The OSC has a dual mandate to protect investors from unfair, improper or fraudulent practices, and to foster fair and efficient capital markets and confidence in them.
On Monday, Jensen noted that the consultation is being done “with the support of our government.”
Friction between the OSC and the provincial government of Doug Ford became evident in October when the Conservative finance minister Vic Fedeli issued a statement saying the Ford government did not agree with a regulatory plan rolled out that day to ban certain types of fund fees.
However, as Jensen pointed out on Monday, the OSC’s plans to reduce the regulatory burden on companies pre-dates Ford’s election as premier of Ontario in June of 2018.
In April of 2017, the Canadian Securities Administrators, an umbrella organization that includes the OSC, announced a similar review that was “to identify and consider areas of securities regulation … that could benefit from a reduction of undue regulatory burden.”
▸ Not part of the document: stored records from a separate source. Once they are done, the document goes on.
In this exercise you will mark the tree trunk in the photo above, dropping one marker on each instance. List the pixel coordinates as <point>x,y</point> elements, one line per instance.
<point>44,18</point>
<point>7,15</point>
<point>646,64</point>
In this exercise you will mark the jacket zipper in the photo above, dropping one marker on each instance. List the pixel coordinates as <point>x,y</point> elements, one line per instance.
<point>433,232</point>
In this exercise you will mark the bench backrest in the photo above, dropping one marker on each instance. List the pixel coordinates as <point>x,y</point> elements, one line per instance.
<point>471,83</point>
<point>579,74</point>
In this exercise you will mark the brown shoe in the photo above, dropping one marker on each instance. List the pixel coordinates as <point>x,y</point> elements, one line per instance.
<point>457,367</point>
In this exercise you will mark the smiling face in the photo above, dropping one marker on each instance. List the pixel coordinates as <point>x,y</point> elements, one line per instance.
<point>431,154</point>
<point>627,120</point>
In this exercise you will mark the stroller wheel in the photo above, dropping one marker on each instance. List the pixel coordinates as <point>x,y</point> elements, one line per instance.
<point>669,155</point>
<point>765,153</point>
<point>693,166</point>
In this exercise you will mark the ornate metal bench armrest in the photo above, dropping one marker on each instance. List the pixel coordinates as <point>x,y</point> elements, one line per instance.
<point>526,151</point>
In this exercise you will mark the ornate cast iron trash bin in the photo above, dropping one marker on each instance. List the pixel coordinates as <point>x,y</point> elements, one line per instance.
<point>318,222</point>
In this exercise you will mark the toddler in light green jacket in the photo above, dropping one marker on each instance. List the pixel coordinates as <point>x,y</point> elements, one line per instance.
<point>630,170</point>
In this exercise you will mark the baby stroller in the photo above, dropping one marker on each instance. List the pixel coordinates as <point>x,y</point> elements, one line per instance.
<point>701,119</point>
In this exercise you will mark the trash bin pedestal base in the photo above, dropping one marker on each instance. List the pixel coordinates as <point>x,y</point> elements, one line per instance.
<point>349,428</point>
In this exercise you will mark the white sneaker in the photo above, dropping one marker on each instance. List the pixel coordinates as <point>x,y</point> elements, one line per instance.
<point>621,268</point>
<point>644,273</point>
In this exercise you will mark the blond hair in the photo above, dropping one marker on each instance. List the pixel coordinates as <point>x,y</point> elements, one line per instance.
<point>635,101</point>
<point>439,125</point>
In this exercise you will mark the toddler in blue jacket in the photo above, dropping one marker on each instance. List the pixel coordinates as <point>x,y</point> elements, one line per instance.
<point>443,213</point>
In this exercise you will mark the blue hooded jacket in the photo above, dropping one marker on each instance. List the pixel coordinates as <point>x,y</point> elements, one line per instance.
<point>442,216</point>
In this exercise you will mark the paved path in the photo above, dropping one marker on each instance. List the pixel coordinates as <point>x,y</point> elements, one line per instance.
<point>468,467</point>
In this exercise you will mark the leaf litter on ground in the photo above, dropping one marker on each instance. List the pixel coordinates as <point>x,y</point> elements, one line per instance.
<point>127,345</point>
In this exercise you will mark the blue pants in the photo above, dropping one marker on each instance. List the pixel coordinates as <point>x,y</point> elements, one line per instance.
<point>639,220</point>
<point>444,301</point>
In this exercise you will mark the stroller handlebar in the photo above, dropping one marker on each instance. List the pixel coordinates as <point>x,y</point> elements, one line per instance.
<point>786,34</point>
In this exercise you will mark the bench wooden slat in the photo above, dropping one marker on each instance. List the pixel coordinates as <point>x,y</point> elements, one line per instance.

At that time, the administration of U.S. President Donald Trump was seeking to review and possibly repeal a raft of regulations, including some put in place in the United States after the 2008 financial crisis to rein in the activities of the country’s banks.
Jensen has also mentioned the prospect of reducing the amount of paperwork required of companies to level the playing field with processes being put in place for a new breed of technology-driven firms in the financial sector.
Jensen said the latest OSC initiative would build on efforts undertaken in Canada since 2016, including the CSA consultations on regulatory burden reduction.
The OSC will accept written comments from interested stakeholders until March 1 that lay out what the market watchdog should consider to reduce the regulatory burden. A roundtable will be convened on March 27 to discuss suggestions received during the comment period.
“After considering all suggestions received, along with input from ongoing external consultations and from its ten advisory committees, the OSC will identify a series of short, medium and long-term actions to reduce regulatory burden,” the regulator said in Monday’s statement.